[edit]
Non-Euclidean Differentially Private Stochastic Convex Optimization
Proceedings of Thirty Fourth Conference on Learning Theory, PMLR 134:474-499, 2021.
Abstract
Differentially private (DP) stochastic convex optimization (SCO) is a fundamental problem, where the goal is to approximately minimize the population risk with respect to a convex loss function, given a dataset of i.i.d. samples from a distribution, while satisfying differential privacy with respect to the dataset. Most of the existing works in the literature of private convex optimization focus on the Euclidean (i.e., ℓ2) setting, where the loss is assumed to be Lipschitz (and possibly smooth) w.r.t. the ℓ2 norm over a constraint set with bounded ℓ2 diameter. Algorithms based on noisy stochastic gradient descent (SGD) are known to attain the optimal excess risk in this setting. In this work, we conduct a systematic study of DP-SCO for ℓp-setups. For p=1, under a standard smoothness assumption, we give a new algorithm with nearly optimal excess risk. This result also extends to general polyhedral norms and feasible sets. For p∈(1,2), we give two new algorithms, whose central building block is a novel privacy mechanism, which generalizes the Gaussian mechanism.

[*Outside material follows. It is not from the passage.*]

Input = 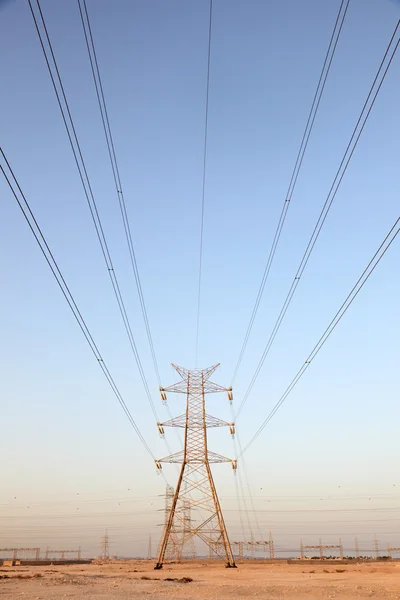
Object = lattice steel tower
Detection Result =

Moreover, we establish a lower bound on the excess risk for this range of p, showing a necessary dependence on √d, where d is the dimension of the space. Our lower bound implies a sudden transition of the excess risk at p=1, where the dependence on d changes from logarithmic to polynomial, resolving an open question in prior work \citep{TTZ15a}. For p∈(2,∞), noisy SGD attains optimal excess risk in the low-dimensional regime; in particular, this proves the optimality of noisy SGD for p=∞. Our work draws upon concepts from the geometry of normed spaces, such as the notions of regularity, uniform convexity, and uniform smoothness.